The genuine migration target is the UI-prompt bucket: ~61 sites. Per
=elisp-testing.md='s Interactive-vs-Internal rule, the fix is to extract a pure
internal that takes the value as an argument and test that directly, leaving the
interactive wrapper a thin un-tested (or smoke-tested) shell. That removes the
prompt mock entirely — immune to all three failure modes — and improves the
production code's testability as a side effect.

Boundary mocks (shell, file I/O, time, =executable-find=, =call-process=) stay
mocked: that is correct unit-test practice, and the variadic form already
handles native-comp. =message= is output-silencing, not logic — keep it.

* Proposed approach

Not a single sweep. The migration touches production code (each extraction is a
small design change), so it is incremental and reviewable, not mechanical.
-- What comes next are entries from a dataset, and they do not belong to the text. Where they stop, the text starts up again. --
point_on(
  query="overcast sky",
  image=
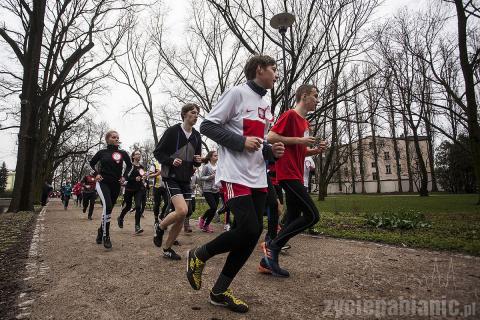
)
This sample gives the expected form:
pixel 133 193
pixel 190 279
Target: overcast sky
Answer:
pixel 118 100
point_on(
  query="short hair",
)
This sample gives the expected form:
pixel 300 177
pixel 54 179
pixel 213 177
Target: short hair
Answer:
pixel 304 89
pixel 209 156
pixel 189 107
pixel 109 134
pixel 252 64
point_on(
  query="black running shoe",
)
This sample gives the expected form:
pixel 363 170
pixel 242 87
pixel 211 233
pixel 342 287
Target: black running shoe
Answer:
pixel 271 258
pixel 106 242
pixel 170 254
pixel 157 239
pixel 194 269
pixel 138 230
pixel 99 236
pixel 120 222
pixel 228 300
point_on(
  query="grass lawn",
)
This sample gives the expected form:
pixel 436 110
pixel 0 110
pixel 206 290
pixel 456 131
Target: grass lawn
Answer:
pixel 454 219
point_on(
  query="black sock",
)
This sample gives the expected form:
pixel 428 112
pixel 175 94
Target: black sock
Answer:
pixel 222 284
pixel 202 253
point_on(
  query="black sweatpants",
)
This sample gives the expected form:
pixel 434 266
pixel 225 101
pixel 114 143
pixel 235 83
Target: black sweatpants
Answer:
pixel 212 199
pixel 301 212
pixel 241 240
pixel 108 193
pixel 89 201
pixel 137 196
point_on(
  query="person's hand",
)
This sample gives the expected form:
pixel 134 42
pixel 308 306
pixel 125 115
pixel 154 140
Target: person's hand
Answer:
pixel 253 144
pixel 197 158
pixel 278 149
pixel 307 141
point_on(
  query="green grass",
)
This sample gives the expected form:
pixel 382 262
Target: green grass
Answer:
pixel 454 219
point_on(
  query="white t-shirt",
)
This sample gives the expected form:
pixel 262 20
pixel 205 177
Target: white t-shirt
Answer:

1. *Scoped exemplar pass first.* Pick one module with a few prompt-mocks, do the
   extract-internal conversion there, set the pattern, and measure the per-case
   effort. This calibrates the rest.
2. *Batch by module afterward.* Convert remaining UI-prompt sites a module at a
   time, each its own commit, with the suite green between.
3. *Leave boundaries alone.* No conversion of shell / file / time / process
   mocks. The meta-test keeps them arity-safe.
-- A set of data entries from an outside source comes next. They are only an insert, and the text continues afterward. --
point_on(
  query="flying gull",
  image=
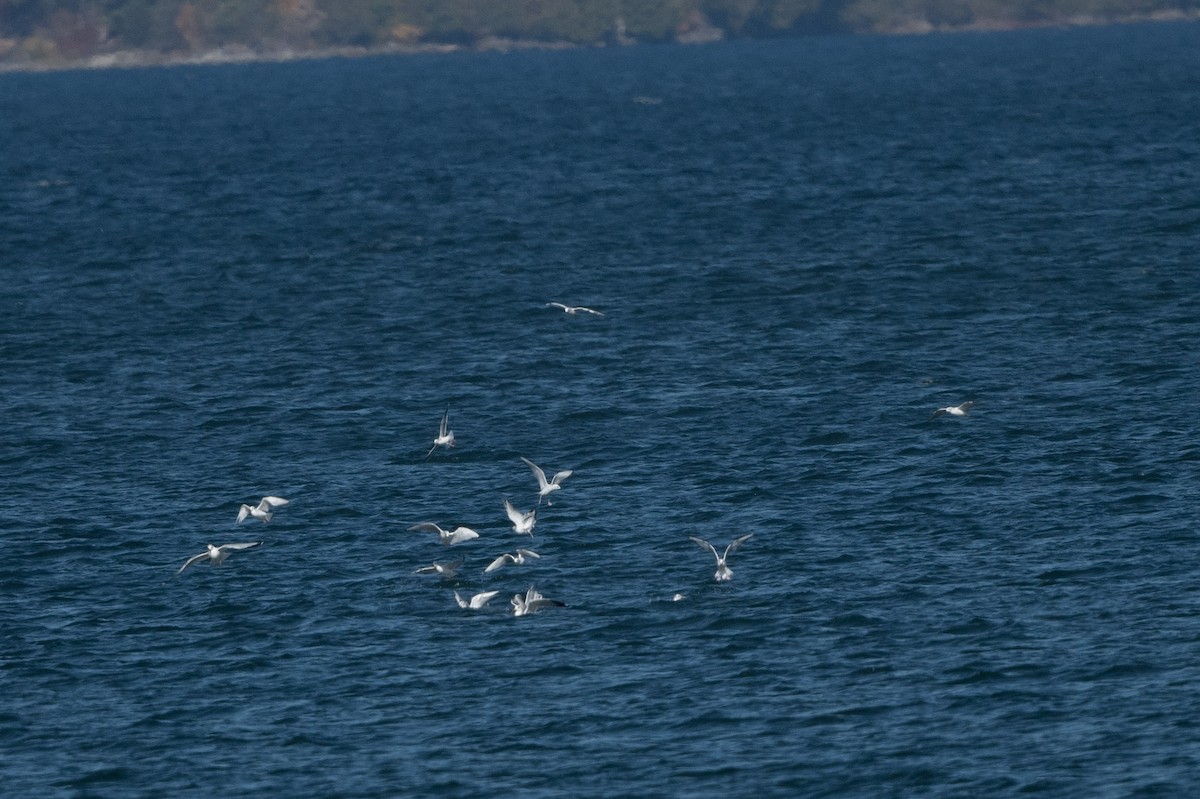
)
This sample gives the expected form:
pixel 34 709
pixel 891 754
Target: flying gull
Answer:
pixel 954 410
pixel 449 539
pixel 532 602
pixel 522 523
pixel 263 511
pixel 515 559
pixel 216 556
pixel 574 308
pixel 544 486
pixel 723 571
pixel 445 437
pixel 445 570
pixel 477 601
* Open decisions (resolve in discussion)

** TODO Confirm the scope: UI-prompt mocks only, boundaries stay
Is the migration scoped to the ~61 UI-prompt sites (completing-read, read-string,
yes-or-no-p, read-from-minibuffer), with all boundary mocks explicitly out of
scope? Or is there an appetite to also convert the file-I/O mocks
(=save-buffer=, =write-region=) to real temp-file fixtures where it reads
cleaner?

** TODO Reframe the todo.org task title to match the real scope
The current title — "Migrate tests off mocking primitives" — reads as all 300+
sites. If we agree on UI-prompt-only, retitle to something like "Extract pure
internals for UI-prompt-mocked tests" so a future session does not re-scope it
as a wholesale sweep.

** TODO Pick the exemplar module for the first pass
Which module gets the calibrating conversion? A small one with 2-4 prompt-mocks
is ideal. Candidate selection needs a per-module breakdown of the ~61 sites
(not yet collected).

** TODO Decide priority and timing
Currently =[#C]=, =:solo:=. The suite is not broken (stopgap holds), so this is
test-quality debt, not urgent. Confirm it stays low and gets done in batches
between other work, rather than as a dedicated push.

* Non-goals

- Re-deriving or re-documenting the native-comp trampoline mechanism (see the
  companion doc).
- Converting boundary mocks (shell, file I/O, time, process, executable-find).
- Removing the variadic-mock convention or the meta-test gate — both stay; they
  are the standing protection for every mock that legitimately remains.